Bart Erhman's basic objection to the traditional authorship of Matthew is the improbability that a Palestinian Jew could write literary Greek. This raises several issues:
i) For many Jews, Greek was their native tongue. Indeed, that was so widespread that it necessitated Greek translations of the OT like the LXX.
ii) "Palestinian Jew" is ambiguous. The fact that Matthew was living in Palestine at the time Jesus summoned him doesn't imply that Matthew was a native of Palestine. As the religious capital of Judaism, Jerusalem was a magnet for Diaspora Jews. There's no presumption that Matthew was born and raised in Palestine just because he happened to be there as an adult when Jesus summoned him.
A textbook example is St. Paul, a bilingual Diaspora Jew who took up residence in Jerusalem–as did his sister (Acts 23:16). Barnabas is another example of a Diaspora Jew living in Palestine (Acts 4:36).

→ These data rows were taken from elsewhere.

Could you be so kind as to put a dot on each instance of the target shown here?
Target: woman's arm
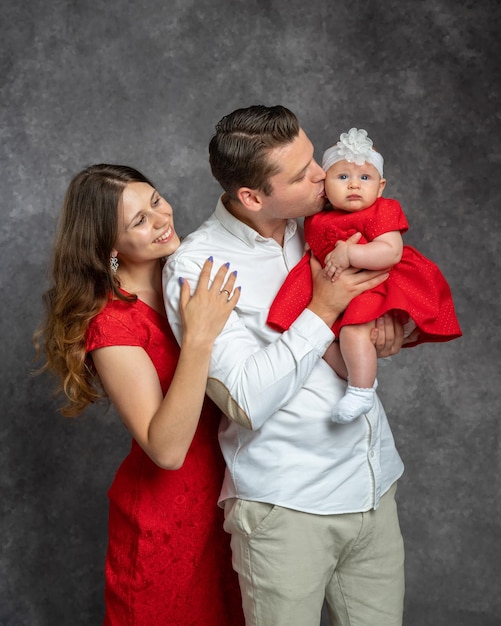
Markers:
(164, 426)
(383, 252)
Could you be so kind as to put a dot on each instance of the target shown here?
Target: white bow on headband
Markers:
(355, 147)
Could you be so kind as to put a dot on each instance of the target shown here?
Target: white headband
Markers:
(354, 147)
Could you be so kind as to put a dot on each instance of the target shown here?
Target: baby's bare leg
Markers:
(359, 354)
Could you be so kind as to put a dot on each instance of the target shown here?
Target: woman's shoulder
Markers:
(118, 323)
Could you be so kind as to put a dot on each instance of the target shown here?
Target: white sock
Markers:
(355, 402)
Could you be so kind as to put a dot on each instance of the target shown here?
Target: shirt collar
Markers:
(245, 233)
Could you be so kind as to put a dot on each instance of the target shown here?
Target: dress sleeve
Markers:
(387, 217)
(110, 328)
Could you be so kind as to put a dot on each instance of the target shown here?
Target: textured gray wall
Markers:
(143, 83)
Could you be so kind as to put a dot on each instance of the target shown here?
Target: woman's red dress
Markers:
(168, 561)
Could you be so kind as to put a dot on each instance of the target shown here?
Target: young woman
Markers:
(105, 334)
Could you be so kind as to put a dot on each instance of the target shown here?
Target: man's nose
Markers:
(318, 173)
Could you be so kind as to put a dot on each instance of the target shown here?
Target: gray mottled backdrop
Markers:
(143, 83)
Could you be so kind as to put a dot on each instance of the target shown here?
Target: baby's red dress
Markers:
(168, 561)
(415, 285)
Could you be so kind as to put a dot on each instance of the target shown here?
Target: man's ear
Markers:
(250, 199)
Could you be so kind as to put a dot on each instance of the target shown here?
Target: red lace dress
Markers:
(415, 285)
(168, 561)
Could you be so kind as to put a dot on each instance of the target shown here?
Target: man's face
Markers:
(298, 188)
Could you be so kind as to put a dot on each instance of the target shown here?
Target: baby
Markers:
(354, 186)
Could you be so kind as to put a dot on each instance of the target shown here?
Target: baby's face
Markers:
(351, 187)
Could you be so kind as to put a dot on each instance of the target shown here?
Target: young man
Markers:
(309, 503)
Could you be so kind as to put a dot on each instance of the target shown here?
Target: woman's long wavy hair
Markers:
(82, 280)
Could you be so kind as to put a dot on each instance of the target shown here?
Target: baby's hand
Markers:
(337, 260)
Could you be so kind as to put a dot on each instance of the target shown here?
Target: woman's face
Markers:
(145, 225)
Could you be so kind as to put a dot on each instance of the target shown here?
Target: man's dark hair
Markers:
(238, 152)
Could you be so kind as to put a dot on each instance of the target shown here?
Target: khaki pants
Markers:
(288, 562)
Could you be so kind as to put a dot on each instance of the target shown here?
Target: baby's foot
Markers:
(355, 402)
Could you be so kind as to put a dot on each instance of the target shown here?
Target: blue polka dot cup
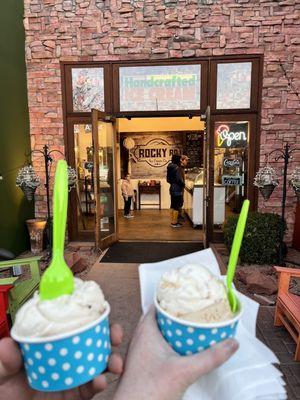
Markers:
(187, 337)
(68, 360)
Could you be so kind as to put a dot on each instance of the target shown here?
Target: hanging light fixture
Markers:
(28, 181)
(295, 182)
(72, 178)
(266, 180)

iii) Likewise, Matthew's job as a minor gov't employee doesn't tell us much about his background, aside from the fact that he needed to be bilingual to communicate with Greek-speaking Roman officials (his employers) and Aramaic-speaking Jews.
Paul was a tent-maker. That gives you absolutely no indication regarding Paul's social class or education.
Unless you were an aristocrat, or you were born rich, you had to take what you could get to support yourself.
iv) There are different levels of proficiency in a language. An ability to understand the spoken word. An ability to speak it. Read it. And/or write it.
Suppose Matthew lacked the educational background to compose Greek. He could still dictate to a scribe.
Paul used scribes even though he had the educational background to do his own writing if he wanted to. The fact, moreover, that both Peter (1 Pet 5:12) and Paul used scribes tells you something about the availability of Christian scribes to assist early church leaders.